This is a bug report for perl from perl-...@ton.iguana.be,
generated with the help of perlbug 1.34 running under perl v5.8.0.
-----------------------------------------------------------------
[Please enter your report here]
#! /usr/bin/perl -w
$a="abcdefg";
for (substr($a,0, 4,"")) {
print "$_\n";
$_="12";
print "$_\n";
}
prints the expected:
abcd
12
#! /usr/bin/perl -w
$a="abcdefg";
for (substr($a,0, 4)) {
print "$_\n";
$_="12";
print "$_\n";
}
however prints:
abcd
12ef
Sure, I can see what's going on here from an implementation point of
view, and the substr docs are pretty unspecific on this, so I can't
absolutely claim it as a bug. But it feels wrong to me to be able to
pull in stuff from outside the [0..3] range of the original string
into the substr window. Assigning something to a variable and have it
be different as a result is hardly normal lvalue behaviour.
(what happens to $a is as expected in all cases). I think it should
not only narrow or expand the original string as needed, but also
the range of the substr alias itself.
If the decision is to leave this as is, it would at least like an
update to the substr manpage. Now it just explains the result of a
substr as a plain old lvalue in a way strongly suggesting that what
you do preserves the boundaries.
This lead to a interesting bugs when i was parsing input from a record
based protocol on a string like "AAApadBBBpad" using code roughly doing:
parse("AAApadBBBpad");
sub parse {
....
while ($arg ne "") {
parts(substr(substr($arg, 0, 6, ""), 0, 3));
}
}
sub parts {
....
while ($_[0] ne "") {
process(substr($_[0], 0, 1, ""));
}
}
because I just kept pulling in the padding.
[Please do not change anything below this line]

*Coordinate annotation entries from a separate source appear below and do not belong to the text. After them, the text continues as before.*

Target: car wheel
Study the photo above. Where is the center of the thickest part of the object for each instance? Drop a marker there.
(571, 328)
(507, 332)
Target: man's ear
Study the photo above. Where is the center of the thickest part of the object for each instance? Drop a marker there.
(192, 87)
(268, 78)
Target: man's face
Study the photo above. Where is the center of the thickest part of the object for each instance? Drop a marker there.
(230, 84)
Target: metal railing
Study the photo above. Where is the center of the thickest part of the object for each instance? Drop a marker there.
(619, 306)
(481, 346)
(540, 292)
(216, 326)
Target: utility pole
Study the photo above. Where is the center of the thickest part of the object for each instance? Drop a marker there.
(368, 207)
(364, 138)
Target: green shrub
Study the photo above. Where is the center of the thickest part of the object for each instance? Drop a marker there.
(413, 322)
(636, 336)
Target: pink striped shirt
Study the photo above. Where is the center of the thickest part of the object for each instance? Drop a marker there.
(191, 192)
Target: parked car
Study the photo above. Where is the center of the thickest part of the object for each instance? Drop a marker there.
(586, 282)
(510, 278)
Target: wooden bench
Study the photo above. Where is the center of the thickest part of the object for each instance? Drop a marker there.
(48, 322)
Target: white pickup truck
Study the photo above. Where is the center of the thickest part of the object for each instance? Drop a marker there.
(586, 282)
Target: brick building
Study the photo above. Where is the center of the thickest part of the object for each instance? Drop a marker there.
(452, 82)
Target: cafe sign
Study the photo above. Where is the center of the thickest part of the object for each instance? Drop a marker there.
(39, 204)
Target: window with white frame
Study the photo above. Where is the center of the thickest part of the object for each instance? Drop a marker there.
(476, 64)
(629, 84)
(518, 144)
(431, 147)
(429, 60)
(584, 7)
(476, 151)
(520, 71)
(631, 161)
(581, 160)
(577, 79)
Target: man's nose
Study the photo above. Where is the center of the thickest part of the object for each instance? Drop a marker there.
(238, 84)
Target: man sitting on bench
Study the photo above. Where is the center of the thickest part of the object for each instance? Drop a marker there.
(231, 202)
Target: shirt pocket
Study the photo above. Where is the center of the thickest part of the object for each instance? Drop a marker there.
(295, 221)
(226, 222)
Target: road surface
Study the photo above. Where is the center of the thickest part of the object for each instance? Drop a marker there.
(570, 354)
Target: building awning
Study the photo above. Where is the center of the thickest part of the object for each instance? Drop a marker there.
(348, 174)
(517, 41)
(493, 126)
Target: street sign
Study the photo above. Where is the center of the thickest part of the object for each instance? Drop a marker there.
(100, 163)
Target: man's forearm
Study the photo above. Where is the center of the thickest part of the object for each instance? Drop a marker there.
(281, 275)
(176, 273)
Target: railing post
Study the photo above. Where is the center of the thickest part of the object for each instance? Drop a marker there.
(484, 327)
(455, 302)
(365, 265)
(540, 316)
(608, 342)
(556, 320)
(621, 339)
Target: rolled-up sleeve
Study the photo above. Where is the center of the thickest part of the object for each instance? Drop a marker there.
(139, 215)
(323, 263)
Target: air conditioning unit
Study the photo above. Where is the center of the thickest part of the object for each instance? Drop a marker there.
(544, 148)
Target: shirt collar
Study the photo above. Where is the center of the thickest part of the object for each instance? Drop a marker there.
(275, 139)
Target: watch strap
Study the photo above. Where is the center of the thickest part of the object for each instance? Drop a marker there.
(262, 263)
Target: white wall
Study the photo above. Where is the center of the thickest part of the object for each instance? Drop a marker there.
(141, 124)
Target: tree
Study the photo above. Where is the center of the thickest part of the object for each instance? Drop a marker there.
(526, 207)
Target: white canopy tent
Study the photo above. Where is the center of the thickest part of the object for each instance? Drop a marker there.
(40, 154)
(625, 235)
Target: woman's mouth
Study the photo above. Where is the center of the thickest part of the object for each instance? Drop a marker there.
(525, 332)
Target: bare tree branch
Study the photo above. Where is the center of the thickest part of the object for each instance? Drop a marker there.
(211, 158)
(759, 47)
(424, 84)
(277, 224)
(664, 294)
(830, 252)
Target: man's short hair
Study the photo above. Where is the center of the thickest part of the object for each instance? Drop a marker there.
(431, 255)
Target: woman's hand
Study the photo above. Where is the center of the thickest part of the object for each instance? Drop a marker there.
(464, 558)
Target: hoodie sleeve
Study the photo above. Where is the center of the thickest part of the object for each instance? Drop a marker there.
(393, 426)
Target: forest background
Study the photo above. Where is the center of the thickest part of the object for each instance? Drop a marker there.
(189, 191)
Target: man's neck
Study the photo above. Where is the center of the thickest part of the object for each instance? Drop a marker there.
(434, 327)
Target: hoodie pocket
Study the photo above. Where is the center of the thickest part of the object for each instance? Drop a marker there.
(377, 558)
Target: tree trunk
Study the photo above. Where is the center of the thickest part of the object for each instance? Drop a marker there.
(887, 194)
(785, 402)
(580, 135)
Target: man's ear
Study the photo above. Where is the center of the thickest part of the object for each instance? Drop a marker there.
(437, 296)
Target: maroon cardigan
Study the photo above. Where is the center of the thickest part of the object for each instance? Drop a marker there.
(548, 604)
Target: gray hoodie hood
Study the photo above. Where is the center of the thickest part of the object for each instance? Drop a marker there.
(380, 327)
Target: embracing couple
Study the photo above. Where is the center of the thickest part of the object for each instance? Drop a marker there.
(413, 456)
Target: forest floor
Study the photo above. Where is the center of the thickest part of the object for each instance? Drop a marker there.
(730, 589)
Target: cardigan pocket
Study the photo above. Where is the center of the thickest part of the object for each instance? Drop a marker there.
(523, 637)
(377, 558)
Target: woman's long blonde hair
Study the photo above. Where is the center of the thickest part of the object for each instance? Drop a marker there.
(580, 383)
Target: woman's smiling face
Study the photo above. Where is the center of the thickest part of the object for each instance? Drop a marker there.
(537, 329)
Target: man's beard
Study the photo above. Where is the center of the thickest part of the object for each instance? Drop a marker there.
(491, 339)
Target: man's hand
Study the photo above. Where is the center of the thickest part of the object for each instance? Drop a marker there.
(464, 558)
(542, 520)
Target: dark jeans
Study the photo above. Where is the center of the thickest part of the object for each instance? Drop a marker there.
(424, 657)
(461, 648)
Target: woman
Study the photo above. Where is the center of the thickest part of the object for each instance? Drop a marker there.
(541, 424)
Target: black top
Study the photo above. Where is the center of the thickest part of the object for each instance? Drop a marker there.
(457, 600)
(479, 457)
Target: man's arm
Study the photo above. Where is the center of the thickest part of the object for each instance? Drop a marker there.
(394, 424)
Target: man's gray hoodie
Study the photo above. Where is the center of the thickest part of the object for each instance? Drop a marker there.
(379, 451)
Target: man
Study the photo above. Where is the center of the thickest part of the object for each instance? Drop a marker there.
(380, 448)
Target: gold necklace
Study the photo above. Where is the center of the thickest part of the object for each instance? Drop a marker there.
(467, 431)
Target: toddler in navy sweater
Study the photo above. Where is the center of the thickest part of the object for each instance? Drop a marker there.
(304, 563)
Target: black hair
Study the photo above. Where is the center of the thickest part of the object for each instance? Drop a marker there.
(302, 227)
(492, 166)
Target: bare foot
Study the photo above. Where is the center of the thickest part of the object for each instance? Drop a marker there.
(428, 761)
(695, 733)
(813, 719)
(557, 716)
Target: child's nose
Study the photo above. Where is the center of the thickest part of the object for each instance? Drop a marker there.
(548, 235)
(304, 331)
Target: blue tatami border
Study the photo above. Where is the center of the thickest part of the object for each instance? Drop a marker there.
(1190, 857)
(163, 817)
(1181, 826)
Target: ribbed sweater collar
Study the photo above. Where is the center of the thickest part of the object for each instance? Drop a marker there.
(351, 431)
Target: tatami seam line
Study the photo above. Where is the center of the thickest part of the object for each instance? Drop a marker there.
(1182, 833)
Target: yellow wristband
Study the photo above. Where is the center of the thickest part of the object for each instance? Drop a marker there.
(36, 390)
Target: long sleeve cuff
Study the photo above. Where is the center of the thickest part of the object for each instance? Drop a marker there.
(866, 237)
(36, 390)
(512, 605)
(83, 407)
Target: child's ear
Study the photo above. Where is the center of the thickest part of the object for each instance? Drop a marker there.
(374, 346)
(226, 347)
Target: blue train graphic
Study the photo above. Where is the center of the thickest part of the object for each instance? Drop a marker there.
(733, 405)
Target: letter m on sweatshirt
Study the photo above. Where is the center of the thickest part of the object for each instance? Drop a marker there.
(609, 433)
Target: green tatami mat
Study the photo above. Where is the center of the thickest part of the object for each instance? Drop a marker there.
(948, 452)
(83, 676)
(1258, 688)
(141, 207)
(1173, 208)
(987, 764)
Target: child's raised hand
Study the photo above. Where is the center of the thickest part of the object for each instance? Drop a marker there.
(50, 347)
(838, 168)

-----------------------------------------------------------------
---
Flags:
category=core
severity=low
---
Site configuration information for perl v5.8.0:
Configured by ton at Tue Nov 12 01:56:18 CET 2002.
Summary of my perl5 (revision 5.0 version 8 subversion 0) configuration:
Platform:
osname=linux, osvers=2.4.19, archname=i686-linux-thread-multi-64int-ld
uname='linux quasar 2.4.19 #5 wed oct 2 02:34:25 cest 2002 i686 unknown '
config_args=''
hint=recommended, useposix=true, d_sigaction=define
usethreads=define use5005threads=undef useithreads=define usemultiplicity=define
useperlio=define d_sfio=undef uselargefiles=define usesocks=undef
use64bitint=define use64bitall=undef uselongdouble=define
usemymalloc=y, bincompat5005=undef
Compiler:
cc='cc', ccflags ='-D_REENTRANT -D_GNU_SOURCE -fno-strict-aliasing -I/usr/local/include -D_LARGEFILE_SOURCE -D_FILE_OFFSET_BITS=64',
optimize='-O2 -fomit-frame-pointer',
cppflags='-D_REENTRANT -D_GNU_SOURCE -fno-strict-aliasing -I/usr/local/include'
ccversion='', gccversion='2.95.3 20010315 (release)', gccosandvers=''
intsize=4, longsize=4, ptrsize=4, doublesize=8, byteorder=12345678
d_longlong=define, longlongsize=8, d_longdbl=define, longdblsize=12
ivtype='long long', ivsize=8, nvtype='long double', nvsize=12, Off_t='off_t', lseeksize=8
alignbytes=4, prototype=define
Linker and Libraries:
ld='cc', ldflags =' -L/usr/local/lib'
libpth=/usr/local/lib /lib /usr/lib
libs=-lnsl -lndbm -ldb -ldl -lm -lpthread -lc -lposix -lcrypt -lutil
perllibs=-lnsl -ldl -lm -lpthread -lc -lposix -lcrypt -lutil
libc=/lib/libc-2.2.4.so, so=so, useshrplib=false, libperl=libperl.a
gnulibc_version='2.2.4'
Dynamic Linking:
dlsrc=dl_dlopen.xs, dlext=so, d_dlsymun=undef, ccdlflags='-rdynamic'
cccdlflags='-fpic', lddlflags='-shared -L/usr/local/lib'
Locally applied patches:
---
@INC for perl v5.8.0:
/usr/lib/perl5/5.8.0/i686-linux-thread-multi-64int-ld
/usr/lib/perl5/5.8.0
/usr/lib/perl5/site_perl/5.8.0/i686-linux-thread-multi-64int-ld
/usr/lib/perl5/site_perl/5.8.0
/usr/lib/perl5/site_perl
.
---
Environment for perl v5.8.0:
HOME=/home/ton
LANG (unset)
LANGUAGE (unset)
LD_LIBRARY_PATH (unset)
LOGDIR (unset)
PATH=/home/ton/bin.Linux:/home/ton/bin:/home/ton/bin.SampleSetup:/usr/local/bin:/usr/local/sbin:/usr/local/jre/bin:/home/oracle/product/9.0.1/bin:/usr/local/ar/bin:/usr/games/bin:/usr/X11R6/bin:/usr/share/bin:/usr/bin:/usr/sbin:/bin:/sbin:.
PERL_BADLANG (unset)
SHELL=/bin/bash
Yes, I'd like to see this addressed for 5.10.0. Issues need to be worked out for how it should work with negative offset or length.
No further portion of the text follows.